Intermediate eXperimental Vehicle – IXV

Description and Objectives

IXV is a lifting reentry body, with its shape resulting from the set of design requirements, including the need to maximize the internal volume for carrying experiments.The goal is to get the most out of the vehicle while guaranteeing the mass and centre-of-gravity location.
The primary objectives of the IXV project can be grouped into three categories:

  • reentry system demonstration
  • technology experimentation
  • technology validation

Reference Mission
The IXV baseline mission is driven by using Vega as the launcher, with critical safety issues that call for Vega’s stages to fall over uninhabited areas and the experimental vehicle to fly over sparsely populated regions.
The reference mission plans a launch from Kourou (French Guiana) into an semi-equatorial orbit, followed by a landing in the Pacific Ocean to await recovery boat and post-flight analysis. The main flight phases are:

  • Ascent
  • Separation
  • Ballistic Phase
  • Re-entry Phase
  • Descent Phase
  • Splash down

ALTEC role in the program
ALTEC role in the program is the development and management of the IXV Ground Segment that will provide all required capabilities for IXV mission supporting. The IXV Ground Segment is composed by the following major elements:

  • IXV Mission Control Center (hosted at ALTEC premises)
  • IXV Ground Stations (including one embarked on recovery ship)
  • IXV Communication Network;


These elements provide the following functionalities:

IXV Mission Control Center (MCC): it provides infrastructures, systems, tools and applications to be used during the IXV mission for Telemetry (TM) monitoring, storage, processing, displaying as well as detailed trajectory and splash-down location prediction, offline management of Ground Stations operations, meteorological forecast data of the recovery area. During pre-launch phases the IXV Operations Director resident at ALTEC MCC will provide support to the IXV Mission Director resident at VEGA Launch Control Center (LCC) by reporting him on the status of IXV subsystems, on the status of the overall Ground Segment and also on the meteorological conditions at the splash down site. These data will be used by the IXV Mission Director to provide launch go/no go inputs to the VEGA Mission Manager and his staff. Then, during the mission execution and any spacecraft (S/C) emergency phases, the responsibility for conducting IXV flight, ground segment and recovery operations lies with the Operations Director. For this reason, after IXV separation, MCC will monitor the flight phases through the received Vital Layer TM data, coordinating all Ground Stations; it will finally remotely coordinate and support all recovery operations performed at splash‑down site.

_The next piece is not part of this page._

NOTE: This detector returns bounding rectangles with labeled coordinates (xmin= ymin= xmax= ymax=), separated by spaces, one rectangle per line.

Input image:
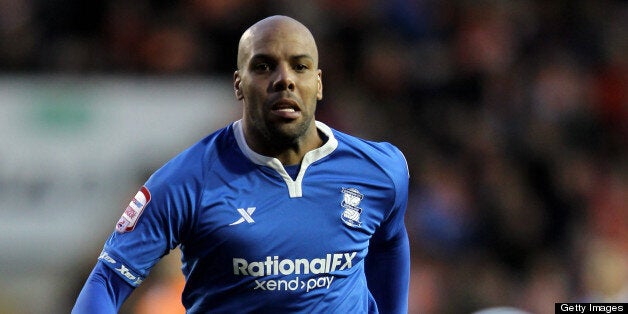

IXV Ground Stations and recovery ship: the Ground Stations allow IXV space‑to‑ground communications and are in charge of tracking the S/C, receive TM and send it to MCC. Two different kinds of stations are identified: Fixed Ground Stations and Transportable Ground Stations. The first fixed Ground Station, located in Libreville (CNES), is used to track the last stage of the IXV launcher (AVUM); to receive IXV S/C data a transportable telemetry kit is interfaced to Libreville antenna. This solution is possible thanks to the fact that IXV and Attitude Vernier Upper Module (AVUM) are close enough to reside both in antenna’s main lobe. The second fixed Ground Station located in Malindi (ASI) is fully devoted to IXV S/C tracking (Malindi Ground Station and ALTEC are parts of AsiNet and they are already interfaced within this network). The transportable Ground Station,  fully allocated to IXV tracking and IXV TM reception,  will be placed on the recovery ship.
The recovery ship will be equipped with all needed infrastructures and GSEs to perform controlled and safe recovery operations of the S/C, and will provide the necessary infrastructures to allow hosting of mobile Ground Station and relevant equipment for tracking and receiving data from S/C during last mission phase (e.g. precise splashdown localization info) and to permit proper communication and coordination to/from MCC. Additionally, the recovery ship will host all the video system equipment that will allow the video coverage of the last mission phase and spash-down.IXV Communication Network: provides necessary infrastructure to allow reliable communication of IXV Mission Control Centre with IXV Ground Stations, AIT site (hosted in Turin – IT) and launch site (located at VEGA launch premises at Kourou, Guyana Space Center CSG). These links will be setup using both ground connections, where available, and satellite based links.